Она смотрела на отца, и он по ее глазам видел, что она только сейчас поняла, какую тревогу у него вызывает задуманное ею для себя будущее. Хотя бы и далекое, но все равно!
– Не сердись на меня. – Она дотронулась до его руки. – Пожалуйста, не сердись. Я понимаю, как тебе не хочется, чтобы это было, но ведь и ты меня понимаешь?
– В том-то и беда, что я тебя понимаю, – вздохнул Лопатин. – Пойдем собираться в дорогу: Гурский еще раз напомнил мне, что его мама ждет нас к обеду.
– Берта Борисовна! – воскликнула Нина. – Если бы ты знал, какими она меня котлетами накормила в первый день, когда я у них ночевала. Я еще никогда в жизни так вкусно не ела, честное слово!
– Значит, сегодня поешь так же вкусно второй раз в жизни, – сказал Лопатин.
– Почему ты сказал ему, что, может быть, съедем отсюда? – спросила Нина, когда они поднялись по лестнице и подошли к дверям квартиры. – Из-за мамы?

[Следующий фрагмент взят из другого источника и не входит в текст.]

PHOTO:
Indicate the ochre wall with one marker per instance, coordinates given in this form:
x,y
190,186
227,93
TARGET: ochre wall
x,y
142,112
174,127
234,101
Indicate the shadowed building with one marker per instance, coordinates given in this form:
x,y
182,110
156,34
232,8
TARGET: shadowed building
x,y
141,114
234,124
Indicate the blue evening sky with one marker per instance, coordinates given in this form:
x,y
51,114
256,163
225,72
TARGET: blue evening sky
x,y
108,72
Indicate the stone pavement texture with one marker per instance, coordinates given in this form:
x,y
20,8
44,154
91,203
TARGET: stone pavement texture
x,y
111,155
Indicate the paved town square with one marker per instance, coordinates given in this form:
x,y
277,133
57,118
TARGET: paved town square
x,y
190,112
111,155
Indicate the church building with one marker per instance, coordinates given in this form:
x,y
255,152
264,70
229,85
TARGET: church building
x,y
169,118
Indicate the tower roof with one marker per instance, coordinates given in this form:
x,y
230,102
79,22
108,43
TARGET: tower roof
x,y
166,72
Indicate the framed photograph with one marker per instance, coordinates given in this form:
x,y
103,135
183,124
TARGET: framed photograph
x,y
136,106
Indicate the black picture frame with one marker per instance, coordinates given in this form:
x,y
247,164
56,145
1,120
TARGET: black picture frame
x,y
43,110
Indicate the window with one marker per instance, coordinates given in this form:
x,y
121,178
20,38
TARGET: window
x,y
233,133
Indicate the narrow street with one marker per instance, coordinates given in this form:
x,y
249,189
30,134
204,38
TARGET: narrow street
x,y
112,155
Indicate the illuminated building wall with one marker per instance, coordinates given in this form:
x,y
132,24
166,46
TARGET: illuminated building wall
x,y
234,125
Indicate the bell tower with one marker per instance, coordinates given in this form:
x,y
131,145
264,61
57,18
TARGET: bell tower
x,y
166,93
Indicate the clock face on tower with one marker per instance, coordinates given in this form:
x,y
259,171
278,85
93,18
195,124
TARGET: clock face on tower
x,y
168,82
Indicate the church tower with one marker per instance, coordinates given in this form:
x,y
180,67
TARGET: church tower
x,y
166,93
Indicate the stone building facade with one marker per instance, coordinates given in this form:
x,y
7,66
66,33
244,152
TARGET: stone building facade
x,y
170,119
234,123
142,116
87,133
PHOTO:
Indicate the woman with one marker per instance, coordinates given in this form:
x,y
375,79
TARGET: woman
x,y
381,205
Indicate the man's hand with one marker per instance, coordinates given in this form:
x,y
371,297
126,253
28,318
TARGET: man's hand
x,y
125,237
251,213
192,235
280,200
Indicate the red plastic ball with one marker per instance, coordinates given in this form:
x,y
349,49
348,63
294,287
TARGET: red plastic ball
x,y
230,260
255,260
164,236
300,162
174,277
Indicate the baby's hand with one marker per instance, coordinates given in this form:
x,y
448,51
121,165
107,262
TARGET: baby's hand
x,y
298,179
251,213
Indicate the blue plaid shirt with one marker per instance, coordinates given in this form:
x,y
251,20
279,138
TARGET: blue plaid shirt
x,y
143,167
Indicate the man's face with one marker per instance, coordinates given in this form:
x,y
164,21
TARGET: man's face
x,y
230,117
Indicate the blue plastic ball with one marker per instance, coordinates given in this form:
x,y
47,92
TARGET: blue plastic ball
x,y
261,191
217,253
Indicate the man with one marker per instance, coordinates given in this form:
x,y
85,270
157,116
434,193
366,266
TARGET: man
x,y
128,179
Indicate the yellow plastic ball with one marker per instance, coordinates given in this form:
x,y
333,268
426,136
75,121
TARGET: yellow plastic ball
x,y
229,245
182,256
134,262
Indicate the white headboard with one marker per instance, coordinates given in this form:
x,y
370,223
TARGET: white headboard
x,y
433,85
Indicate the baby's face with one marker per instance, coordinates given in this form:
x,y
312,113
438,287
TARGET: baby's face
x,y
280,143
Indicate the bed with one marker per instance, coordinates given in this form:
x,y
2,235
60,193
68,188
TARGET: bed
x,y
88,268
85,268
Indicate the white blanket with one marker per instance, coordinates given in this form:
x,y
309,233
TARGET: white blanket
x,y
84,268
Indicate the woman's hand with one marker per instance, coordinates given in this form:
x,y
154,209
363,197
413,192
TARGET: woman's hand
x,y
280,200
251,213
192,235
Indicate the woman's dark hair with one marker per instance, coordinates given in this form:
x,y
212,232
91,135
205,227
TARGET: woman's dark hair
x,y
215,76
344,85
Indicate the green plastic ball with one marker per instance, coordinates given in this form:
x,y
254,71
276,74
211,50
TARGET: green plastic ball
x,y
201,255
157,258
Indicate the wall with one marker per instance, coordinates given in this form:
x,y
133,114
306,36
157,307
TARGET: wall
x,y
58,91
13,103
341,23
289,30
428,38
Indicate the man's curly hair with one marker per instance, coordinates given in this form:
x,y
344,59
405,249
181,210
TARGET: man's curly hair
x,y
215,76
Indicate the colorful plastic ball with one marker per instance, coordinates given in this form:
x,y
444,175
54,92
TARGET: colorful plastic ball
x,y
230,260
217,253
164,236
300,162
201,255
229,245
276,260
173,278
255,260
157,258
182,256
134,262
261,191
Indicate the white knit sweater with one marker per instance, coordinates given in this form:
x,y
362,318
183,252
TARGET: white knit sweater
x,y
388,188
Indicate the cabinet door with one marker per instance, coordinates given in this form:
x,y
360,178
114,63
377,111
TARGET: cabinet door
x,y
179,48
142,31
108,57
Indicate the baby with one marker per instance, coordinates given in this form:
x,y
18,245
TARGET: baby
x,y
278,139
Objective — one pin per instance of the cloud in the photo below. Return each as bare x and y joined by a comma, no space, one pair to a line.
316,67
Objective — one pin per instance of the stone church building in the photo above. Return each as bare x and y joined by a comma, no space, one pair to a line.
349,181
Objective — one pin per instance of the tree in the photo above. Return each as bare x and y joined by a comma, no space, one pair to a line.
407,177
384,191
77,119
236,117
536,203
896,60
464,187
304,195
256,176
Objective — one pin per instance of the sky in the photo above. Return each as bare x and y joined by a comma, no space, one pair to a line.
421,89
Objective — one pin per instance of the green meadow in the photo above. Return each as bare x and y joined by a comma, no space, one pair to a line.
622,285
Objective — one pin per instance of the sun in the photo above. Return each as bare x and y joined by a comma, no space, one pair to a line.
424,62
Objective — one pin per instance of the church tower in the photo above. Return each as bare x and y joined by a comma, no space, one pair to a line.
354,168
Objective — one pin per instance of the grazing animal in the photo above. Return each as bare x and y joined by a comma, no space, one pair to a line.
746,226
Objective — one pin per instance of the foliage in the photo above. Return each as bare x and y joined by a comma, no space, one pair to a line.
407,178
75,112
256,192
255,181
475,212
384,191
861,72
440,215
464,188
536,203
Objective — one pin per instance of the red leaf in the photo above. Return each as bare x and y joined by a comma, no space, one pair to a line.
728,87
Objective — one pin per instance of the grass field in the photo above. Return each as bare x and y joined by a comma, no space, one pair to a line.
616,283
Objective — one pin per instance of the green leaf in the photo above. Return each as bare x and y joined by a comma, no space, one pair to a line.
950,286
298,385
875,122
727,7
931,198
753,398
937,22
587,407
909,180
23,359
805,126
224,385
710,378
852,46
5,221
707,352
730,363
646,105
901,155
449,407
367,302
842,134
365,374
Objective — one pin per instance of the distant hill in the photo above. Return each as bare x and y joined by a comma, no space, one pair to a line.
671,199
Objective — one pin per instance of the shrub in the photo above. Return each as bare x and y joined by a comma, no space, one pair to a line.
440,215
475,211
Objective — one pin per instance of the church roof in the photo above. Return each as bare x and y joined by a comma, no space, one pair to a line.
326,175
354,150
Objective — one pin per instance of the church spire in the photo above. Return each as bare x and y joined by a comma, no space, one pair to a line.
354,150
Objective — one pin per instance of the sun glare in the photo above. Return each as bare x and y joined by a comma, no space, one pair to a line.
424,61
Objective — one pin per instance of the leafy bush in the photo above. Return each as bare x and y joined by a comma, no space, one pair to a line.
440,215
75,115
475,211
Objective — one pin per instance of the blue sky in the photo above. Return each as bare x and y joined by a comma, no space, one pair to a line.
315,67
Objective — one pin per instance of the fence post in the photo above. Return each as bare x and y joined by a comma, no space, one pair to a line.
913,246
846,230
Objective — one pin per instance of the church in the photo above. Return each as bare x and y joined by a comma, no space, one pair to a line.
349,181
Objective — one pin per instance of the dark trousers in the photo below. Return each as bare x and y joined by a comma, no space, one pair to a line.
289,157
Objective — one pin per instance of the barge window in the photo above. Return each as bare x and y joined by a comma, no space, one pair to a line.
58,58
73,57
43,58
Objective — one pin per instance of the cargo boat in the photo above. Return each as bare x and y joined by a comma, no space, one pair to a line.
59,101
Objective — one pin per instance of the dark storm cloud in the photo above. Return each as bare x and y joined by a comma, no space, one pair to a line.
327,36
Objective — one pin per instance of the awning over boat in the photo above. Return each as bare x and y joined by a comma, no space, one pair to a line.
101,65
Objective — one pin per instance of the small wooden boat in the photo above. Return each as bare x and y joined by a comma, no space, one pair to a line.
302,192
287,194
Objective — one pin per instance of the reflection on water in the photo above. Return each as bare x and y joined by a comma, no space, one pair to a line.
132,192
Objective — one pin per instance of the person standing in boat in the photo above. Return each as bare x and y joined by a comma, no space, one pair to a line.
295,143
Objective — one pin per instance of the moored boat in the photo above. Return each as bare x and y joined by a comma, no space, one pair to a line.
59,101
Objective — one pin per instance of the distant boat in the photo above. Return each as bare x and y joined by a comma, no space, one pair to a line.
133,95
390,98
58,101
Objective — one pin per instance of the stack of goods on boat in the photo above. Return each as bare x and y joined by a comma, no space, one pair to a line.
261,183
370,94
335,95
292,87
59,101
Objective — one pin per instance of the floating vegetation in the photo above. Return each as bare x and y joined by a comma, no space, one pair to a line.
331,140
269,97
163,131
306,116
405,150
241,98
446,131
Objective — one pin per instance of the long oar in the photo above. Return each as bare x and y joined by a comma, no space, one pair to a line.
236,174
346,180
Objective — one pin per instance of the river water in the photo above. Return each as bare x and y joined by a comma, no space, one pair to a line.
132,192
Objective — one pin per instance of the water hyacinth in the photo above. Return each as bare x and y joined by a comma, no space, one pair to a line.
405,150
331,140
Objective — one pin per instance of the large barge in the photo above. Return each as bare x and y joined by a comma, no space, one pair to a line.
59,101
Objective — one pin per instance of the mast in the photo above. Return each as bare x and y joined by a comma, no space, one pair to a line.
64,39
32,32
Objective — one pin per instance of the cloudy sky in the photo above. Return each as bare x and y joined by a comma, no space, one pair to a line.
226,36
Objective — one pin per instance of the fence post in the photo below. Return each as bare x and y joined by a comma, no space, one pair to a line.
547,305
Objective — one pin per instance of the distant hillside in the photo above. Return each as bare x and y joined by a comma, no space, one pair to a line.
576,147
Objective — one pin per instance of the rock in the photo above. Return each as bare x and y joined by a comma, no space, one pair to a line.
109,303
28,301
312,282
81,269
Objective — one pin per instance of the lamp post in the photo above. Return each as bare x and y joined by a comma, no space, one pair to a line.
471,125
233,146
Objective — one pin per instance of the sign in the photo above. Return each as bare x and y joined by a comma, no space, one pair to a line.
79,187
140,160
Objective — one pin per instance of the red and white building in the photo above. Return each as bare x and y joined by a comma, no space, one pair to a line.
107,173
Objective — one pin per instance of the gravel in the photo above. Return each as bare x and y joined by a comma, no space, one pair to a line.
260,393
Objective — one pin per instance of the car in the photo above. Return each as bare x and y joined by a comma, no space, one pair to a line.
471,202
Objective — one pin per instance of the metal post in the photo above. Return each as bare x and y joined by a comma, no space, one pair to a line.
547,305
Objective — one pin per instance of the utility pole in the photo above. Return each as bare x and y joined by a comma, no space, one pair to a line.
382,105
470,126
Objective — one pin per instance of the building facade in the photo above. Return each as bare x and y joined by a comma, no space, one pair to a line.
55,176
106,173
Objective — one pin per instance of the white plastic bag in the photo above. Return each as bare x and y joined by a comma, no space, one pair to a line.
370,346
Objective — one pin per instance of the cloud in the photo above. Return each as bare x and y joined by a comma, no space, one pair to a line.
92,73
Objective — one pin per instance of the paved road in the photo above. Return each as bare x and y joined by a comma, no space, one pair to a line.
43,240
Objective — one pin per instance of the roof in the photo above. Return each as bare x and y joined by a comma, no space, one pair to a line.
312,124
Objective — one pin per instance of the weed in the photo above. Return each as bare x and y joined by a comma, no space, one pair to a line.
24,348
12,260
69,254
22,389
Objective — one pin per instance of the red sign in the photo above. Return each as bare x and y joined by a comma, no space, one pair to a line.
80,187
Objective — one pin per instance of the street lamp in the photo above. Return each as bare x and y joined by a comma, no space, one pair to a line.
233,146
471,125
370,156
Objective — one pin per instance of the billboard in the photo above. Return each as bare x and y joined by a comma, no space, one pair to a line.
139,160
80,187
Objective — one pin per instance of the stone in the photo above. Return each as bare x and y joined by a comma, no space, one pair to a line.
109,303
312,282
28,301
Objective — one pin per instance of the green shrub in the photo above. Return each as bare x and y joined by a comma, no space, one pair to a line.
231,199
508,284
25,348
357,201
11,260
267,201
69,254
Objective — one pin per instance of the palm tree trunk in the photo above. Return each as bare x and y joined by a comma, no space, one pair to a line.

– Даже сам не знаю, почему сказал. А впрочем, знаю. Хочется счастья. А квартира эта не счастливая для людей. И для нас тоже. Разве за исключением той недели, которую сегодня с тобой доживаем. С самого начала нашей жизни тут с твоей матерью все было далеко не так хорошо, как хотелось мне, а быть может, и ей. А для людей, что жили тут до нас, эта квартира была куда несчастливей. Даже нельзя, стыдно сравнивать! И хотя, когда мы сюда переехали, ты была еще девочкой, я знаю, ты помнишь разговоры об этом. Разве нет?
– Помню, – сказала Нина.
– А осенью сорок первого, когда я перед отъездом в Мурманск зашел сюда забрать валенки, сама судьба мне снова напомнила обо всем этом… Вышел из двери в темноте, а передо мной – младший лейтенант лет восемнадцати, почти как ты сейчас, – спичку зажег и светит. Смотрит на меня, на медную дощечку на двери и спрашивает: «Теперь вы здесь живете?» Короче говоря, по дороге на фронт зашел взглянуть на пепелище сын тех людей, что жили в этой квартире до нас. Верней, до того, как она почти год простояла опечатанная.
– А они?
– А их, как я понял, уже не было на свете. Он ничего не сказал о них, но так я понял по его молчанию.
– Но разве ты перед кем-то виноват, что тебе тогда дали эту квартиру?
– Очевидно, нет. Очевидно, я лично перед кем-то другим в том, что именно мне дали потом эту квартиру, не виноват. Но с этой нашей медной дощечкой, которую он, придя, увидел на бывшей своей двери, у меня все равно было чувство вины перед ним. Было и осталось!
– Так что же теперь делать?
– Очевидно, теперь уже делать нечего…
– А почему ты мне раньше ничего не рассказал об этом лейтенанте?
– А потому, что ты не была взрослой. А сейчас стала. И эта встреча сидит во мне, как ржавый гвоздь. И хотя мне трудно думать, что ты можешь оказаться на фронте, я рад, что ты храбро смотришь в будущее. Но, вдобавок к этому, не надо представлять себе ни собственную, ни чужую жизнь проще, чем она есть и будет… А для этого тоже нужна храбрость. Всю жизнь. И что самое трудное – всякий раз – заново.
Они стояли перед дверью своей квартиры, и Лопатин видел, как у его дочери подрагивают плечи, словно она оказалась вдруг в холодном и незнакомом ей месте, озябла, но боится оглянуться и посмотреть, почему ей стало холодно.
– Мне стало так не по себе, просто ужасно, – сказала она, поймав взгляд отца.
– Я очень люблю тебя и верю в тебя, – сказал Лопатин. – Вот и все, чем пока могу тебя утешить. Ничего другого в запасе не имею.
Она стояла перед ним расстроенная и примолкшая, но он не жалел об этом. Если у тебя вдруг возникает потребность выговориться перед семнадцатилетней девочкой, значит, что-то в ней самой разрешает тебе сделать это. И это и есть самое главное в ней, хотя она и чувствует себя сейчас несчастной и еле удерживается от слез.